How Serious Is ISIS Threat Against Military Families?
James Carafano /
Our military and their families carry a heavy burden on behalf of all of us. That makes the threat against them by a shadowy outfit claiming affiliation with ISIS particularly heinous.
A group, calling itself the “Islamic State Hacking Division,” posted the names, home addresses and photos of one hundred American service members and called for attacks against them.
Terrorist Threats Aren’t New
This is not news. Since 9/11, terrorists have wanted to kill us in our own backyard. In May 2007, six Islamist terrorists were arrested for planning an assault on Fort Dix, N.J., with assault rifles and grenades. In November 2009, Major Nidal Malik Hasan killed 13 people and wounded 32 more fellow soldiers in a shooting spree at Fort Hood, Texas—the most despicable terrorist attack against the U.S. military on American soil in modern memory.
The United States is not the only country to experience these attacks. In 2013, two Islamist terrorists hacked a British soldier to death on a busy London street.
And it is not just our military that is under threat. Since Sept. 11, 2001 there have been at least 63 Islamist-inspired terrorist plots aimed at killing Americans on American soil.
Further, ISIS and al-Qaeda have a habit of making outrageous threats against innocents. Recently, ISIS has threatened to blow up the White House, Big Ben in London and the Eiffel Tower in Paris. Such threats, even the calls for violence that go unheeded, are standard psychological warfare for Islamist transnational terrorist groups used to inspire others to join their movement.
There is no telling from press reports if this is just more terrorist blustering or another serious threat to our men and women in uniform.
Many Terrorist Attacks Have Been Prevented
That’s cold comfort to service members who are trying to serve their country and take care of their families.
Since Sept. 11, 2001 there have been at least 63 Islamist-inspired terrorist plots aimed at killing Americans on American soil.
On the other hand, while the U.S. homeland remains a target in the crosshairs of transnational terrorists, it is not a soft target. Of the 63 documented plots aimed at the U.S. all but three were stopped before anyone was killed or injured. That’s not to say that terrorist attacks will never happen here—but it does show there are people actively trying to stop them, people who often succeed in halting them.
Despite the rise of ISIS, the meltdown in the Middle East, and the spike in transnational terror, these events are still rare here. The odds of an American dying in a terrorist attack are still something like 1 in 20 million.
How to Help Protect Yourself From Terrorists
That said, the threat isn’t zero. The danger is real. Fortunately, what everyday Americans can do to limit the possibility of becoming a victim of terrorism is to follow the kind of common-sense practices they ought to be following in their everyday lives anyway. Everyone should know and follow the steps to ensuring their own public safety.
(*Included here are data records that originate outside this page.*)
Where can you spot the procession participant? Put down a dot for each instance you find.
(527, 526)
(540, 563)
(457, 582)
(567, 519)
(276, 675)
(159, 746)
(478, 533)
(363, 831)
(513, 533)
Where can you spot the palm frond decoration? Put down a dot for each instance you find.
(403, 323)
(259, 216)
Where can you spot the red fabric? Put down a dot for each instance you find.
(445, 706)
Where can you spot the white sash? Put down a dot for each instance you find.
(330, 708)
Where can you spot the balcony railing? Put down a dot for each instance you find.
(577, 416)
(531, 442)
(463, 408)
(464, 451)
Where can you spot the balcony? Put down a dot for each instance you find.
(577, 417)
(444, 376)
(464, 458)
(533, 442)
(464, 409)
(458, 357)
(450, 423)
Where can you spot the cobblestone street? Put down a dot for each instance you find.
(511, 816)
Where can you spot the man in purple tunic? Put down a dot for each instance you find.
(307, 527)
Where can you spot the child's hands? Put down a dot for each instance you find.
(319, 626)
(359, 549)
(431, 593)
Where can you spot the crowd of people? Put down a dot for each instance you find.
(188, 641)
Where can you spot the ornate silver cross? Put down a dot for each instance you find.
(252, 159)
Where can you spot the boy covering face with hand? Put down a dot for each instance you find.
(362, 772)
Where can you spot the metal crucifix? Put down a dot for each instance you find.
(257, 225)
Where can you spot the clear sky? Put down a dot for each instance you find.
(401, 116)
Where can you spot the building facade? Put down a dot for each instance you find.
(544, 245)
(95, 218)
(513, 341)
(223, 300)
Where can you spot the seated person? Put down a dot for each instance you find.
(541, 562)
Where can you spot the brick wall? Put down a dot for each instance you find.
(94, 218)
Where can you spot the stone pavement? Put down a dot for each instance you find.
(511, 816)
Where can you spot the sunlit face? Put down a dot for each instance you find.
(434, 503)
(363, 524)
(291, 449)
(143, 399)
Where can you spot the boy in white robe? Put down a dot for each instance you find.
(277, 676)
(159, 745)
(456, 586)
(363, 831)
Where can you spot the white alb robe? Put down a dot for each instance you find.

These practices are as valuable in avoiding terrorist plots as they are protecting families from a range of threats from identity to assault.
Practice online what Heritage Foundation cyber security expert Steve Bucci calls good “cyber hygiene.” Don’t needlessly put your personal information at risk online. For example, the privacy settings that different digital devices and programs offer you, are there for a reason. I would use the most aggressive privacy settings and limit the amount of personal information that you post online.
You and your family should know basic emergency preparedness practices. For example, every family should know what to do in an “active shooter” situation. The FBI has a pretty good video explaining what to do.
Also, your family should know basic public safety practices and know how to use your best judgment to identify activities that are extraordinary or suspicious. Suspicious activities might include someone looking lost and/or wandering around; appearing to be conducting surveillance (using cameras/video); abandoning an item and leaving the area quickly; or openly possessing a weapon or any prohibited or dangerous item. In all cases, the appropriate action is to notify a responsible person such as a superior, security official or local law enforcement. Suspected terrorist activities can also be reported to the FBI’s hotline at tips.fbi.gov.
Also be America strong. Terrorists are cowards—they prey on innocents. When we fear them they win. When we all stand as a nation and declare we will not stand for their threats, we win—and they lose.